SECTION 2Demande de déclaration de dispense visée au paragraphe 42.1(1) de la Loi

Note marginale :Demande

  •  (1) L’étranger peut présenter une demande de déclaration de dispense visée au paragraphe 42.1(1) de la Loi lorsque’une décision faisant état du refus de sa demande de statut de résident permanent ou temporaire a été rendue ou qu’une mesure de renvoi a été prise sur le fondement du constat de l’interdiction de territoire prévue à l’article 34, aux alinéas 35(1)b) ou c) ou au paragraphe 37(1) de la Loi.
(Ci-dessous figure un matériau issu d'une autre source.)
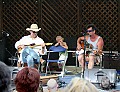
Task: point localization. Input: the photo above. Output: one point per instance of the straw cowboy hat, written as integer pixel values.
(59, 38)
(33, 27)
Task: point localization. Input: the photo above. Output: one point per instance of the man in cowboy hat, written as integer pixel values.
(31, 47)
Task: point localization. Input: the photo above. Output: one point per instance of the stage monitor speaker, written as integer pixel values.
(111, 61)
(96, 75)
(2, 51)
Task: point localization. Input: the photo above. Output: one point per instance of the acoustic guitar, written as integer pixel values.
(88, 49)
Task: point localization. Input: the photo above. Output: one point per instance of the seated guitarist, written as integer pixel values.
(97, 46)
(31, 47)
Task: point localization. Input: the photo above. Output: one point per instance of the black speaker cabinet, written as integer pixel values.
(95, 75)
(111, 61)
(2, 51)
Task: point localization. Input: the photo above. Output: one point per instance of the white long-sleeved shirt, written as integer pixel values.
(27, 40)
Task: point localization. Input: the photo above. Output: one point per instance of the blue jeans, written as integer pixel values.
(30, 57)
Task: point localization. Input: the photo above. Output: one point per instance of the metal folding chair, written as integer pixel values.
(55, 49)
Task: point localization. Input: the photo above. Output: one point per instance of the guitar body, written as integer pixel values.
(88, 48)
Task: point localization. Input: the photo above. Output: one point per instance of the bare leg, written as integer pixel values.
(81, 60)
(91, 61)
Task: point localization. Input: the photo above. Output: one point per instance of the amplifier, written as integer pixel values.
(111, 61)
(96, 75)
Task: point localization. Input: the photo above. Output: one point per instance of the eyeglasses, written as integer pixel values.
(90, 30)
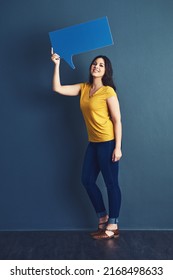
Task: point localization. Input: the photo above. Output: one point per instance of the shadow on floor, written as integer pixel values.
(78, 245)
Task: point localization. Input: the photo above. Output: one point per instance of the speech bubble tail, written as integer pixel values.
(70, 62)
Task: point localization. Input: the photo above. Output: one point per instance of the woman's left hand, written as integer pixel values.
(116, 155)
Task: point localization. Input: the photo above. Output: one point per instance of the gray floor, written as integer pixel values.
(73, 245)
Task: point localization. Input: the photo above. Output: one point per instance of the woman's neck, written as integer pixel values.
(97, 83)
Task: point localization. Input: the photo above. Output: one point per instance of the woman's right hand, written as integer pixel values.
(55, 57)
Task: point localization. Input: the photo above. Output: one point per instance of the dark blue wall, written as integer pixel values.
(43, 136)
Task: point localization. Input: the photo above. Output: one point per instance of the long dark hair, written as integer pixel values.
(108, 76)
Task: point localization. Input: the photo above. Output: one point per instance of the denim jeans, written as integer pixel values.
(98, 158)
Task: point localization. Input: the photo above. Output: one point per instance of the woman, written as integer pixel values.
(101, 111)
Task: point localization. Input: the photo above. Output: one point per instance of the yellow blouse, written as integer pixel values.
(96, 114)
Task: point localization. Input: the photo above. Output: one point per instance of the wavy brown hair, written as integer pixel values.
(108, 76)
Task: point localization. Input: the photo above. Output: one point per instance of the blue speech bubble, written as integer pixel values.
(81, 38)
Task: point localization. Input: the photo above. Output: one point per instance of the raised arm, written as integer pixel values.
(70, 90)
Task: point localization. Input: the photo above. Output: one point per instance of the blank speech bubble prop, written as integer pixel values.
(81, 38)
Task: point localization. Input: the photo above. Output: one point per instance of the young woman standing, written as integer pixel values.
(101, 112)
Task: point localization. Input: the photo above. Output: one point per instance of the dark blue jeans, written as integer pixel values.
(98, 158)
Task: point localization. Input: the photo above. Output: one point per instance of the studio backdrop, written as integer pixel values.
(43, 136)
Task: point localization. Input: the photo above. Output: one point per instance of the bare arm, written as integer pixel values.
(114, 108)
(70, 90)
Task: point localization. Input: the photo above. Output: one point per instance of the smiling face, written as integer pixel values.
(97, 69)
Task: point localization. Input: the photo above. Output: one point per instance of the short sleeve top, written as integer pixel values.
(96, 114)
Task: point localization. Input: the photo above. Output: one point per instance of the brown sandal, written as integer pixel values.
(104, 235)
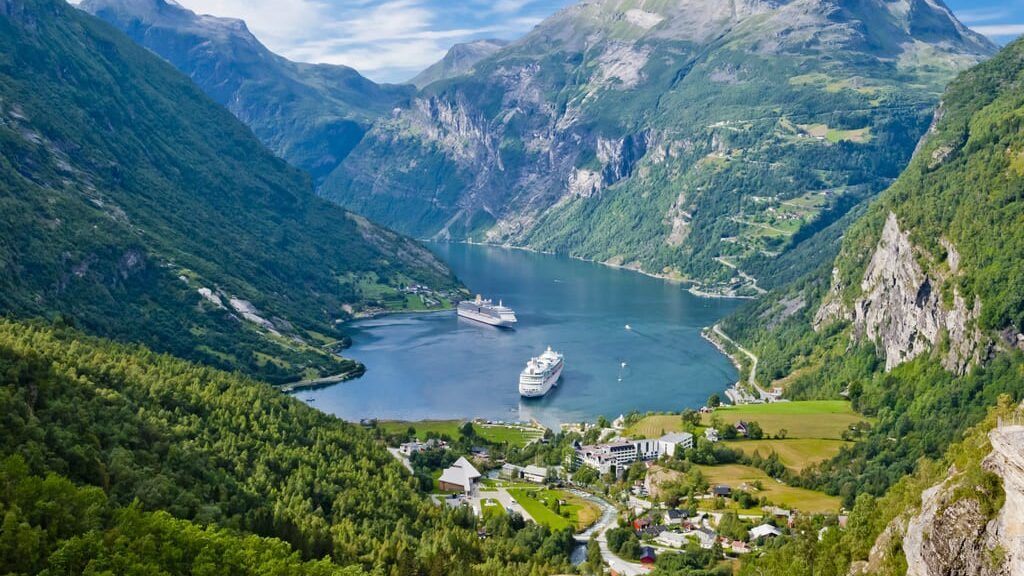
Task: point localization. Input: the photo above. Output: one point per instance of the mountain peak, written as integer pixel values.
(459, 59)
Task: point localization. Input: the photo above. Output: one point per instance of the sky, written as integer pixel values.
(392, 40)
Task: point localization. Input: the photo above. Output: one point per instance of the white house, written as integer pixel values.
(668, 444)
(461, 476)
(764, 531)
(535, 474)
(673, 539)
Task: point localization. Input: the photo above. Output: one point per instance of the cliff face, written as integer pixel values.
(900, 305)
(951, 536)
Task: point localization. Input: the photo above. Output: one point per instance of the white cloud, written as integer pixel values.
(388, 40)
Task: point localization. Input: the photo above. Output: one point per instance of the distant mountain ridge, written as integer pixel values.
(666, 135)
(696, 139)
(137, 208)
(460, 59)
(311, 115)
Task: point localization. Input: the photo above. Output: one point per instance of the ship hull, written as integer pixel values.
(484, 319)
(532, 391)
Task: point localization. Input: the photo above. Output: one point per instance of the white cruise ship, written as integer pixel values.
(485, 312)
(541, 374)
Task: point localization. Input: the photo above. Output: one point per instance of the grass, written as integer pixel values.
(498, 434)
(797, 454)
(578, 512)
(655, 425)
(779, 494)
(819, 418)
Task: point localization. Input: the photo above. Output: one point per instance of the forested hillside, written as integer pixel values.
(102, 444)
(919, 321)
(137, 208)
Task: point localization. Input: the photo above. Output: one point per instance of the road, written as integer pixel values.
(752, 380)
(608, 516)
(404, 461)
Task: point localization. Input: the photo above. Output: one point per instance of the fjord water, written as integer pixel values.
(427, 366)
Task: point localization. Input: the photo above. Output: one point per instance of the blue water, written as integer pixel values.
(439, 366)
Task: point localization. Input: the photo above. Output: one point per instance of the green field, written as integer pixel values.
(581, 512)
(797, 454)
(498, 434)
(655, 426)
(823, 419)
(787, 496)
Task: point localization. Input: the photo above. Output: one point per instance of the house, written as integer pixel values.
(764, 531)
(460, 477)
(670, 442)
(674, 518)
(510, 471)
(641, 523)
(739, 547)
(537, 475)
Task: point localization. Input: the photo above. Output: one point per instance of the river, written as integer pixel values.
(436, 366)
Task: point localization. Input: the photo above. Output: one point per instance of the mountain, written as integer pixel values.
(920, 322)
(118, 460)
(686, 138)
(310, 115)
(137, 208)
(460, 59)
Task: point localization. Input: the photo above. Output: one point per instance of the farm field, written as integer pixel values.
(797, 454)
(787, 496)
(821, 419)
(499, 434)
(578, 512)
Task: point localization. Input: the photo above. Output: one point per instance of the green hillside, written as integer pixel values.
(101, 445)
(126, 192)
(961, 205)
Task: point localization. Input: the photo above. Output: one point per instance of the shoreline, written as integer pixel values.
(688, 286)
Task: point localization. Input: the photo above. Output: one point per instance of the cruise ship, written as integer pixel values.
(485, 312)
(541, 374)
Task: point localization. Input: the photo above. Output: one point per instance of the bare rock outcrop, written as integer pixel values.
(900, 305)
(951, 535)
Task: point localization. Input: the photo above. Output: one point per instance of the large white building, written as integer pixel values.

  • Note marginale :Contrôle judiciaire

    (2) Toutefois, l’étranger qui a présenté une demande d’autorisation de contrôle judiciaire en vertu du paragraphe 72(1) de la Loi à l’égard d’une décision ou d’une mesure de renvoi visée au paragraphe (1), ne peut présenter la demande visée à ce paragraphe qu’après le premier en date des événements suivants :

    • a) la demande d’autorisation à la Cour fédérale est rejetée;

    • b) la demande d’autorisation est accueillie et la demande de contrôle judiciaire est rejetée par la Cour fédérale sans qu’une question soit certifiée pour la Cour d’appel fédérale;

    • c) dans le cas où une question est certifiée pour la Cour d’appel fédérale :

      • (i) soit le délai d’appel à la Cour d’appel fédérale expire sans qu’un appel soit interjeté,

      • (ii) soit l’appel est rejeté par la Cour d’appel fédérale et le délai de dépôt d’une demande d’autorisation d’en appeler à la Cour suprême du Canada expire sans qu’une demande soit déposée;

    • d) dans le cas où une demande d’autorisation d’interjeter appel est déposée à la Cour suprême du Canada :

      • (i) soit la demande est rejetée,

      • (ii) soit la demande est accueillie et l’appel n’est pas interjeté dans le délai imparti,

      • (iii) soit la Cour suprême du Canada rejette l’appel;

    • e) l’étranger se désiste de sa demande d’autorisation de contrôle judiciaire, de sa demande de contrôle judiciaire, de son appel en Cour d’appel fédérale ou de sa demande d’autorisation d’appel ou de son appel en Cour suprême du Canada, selon le cas.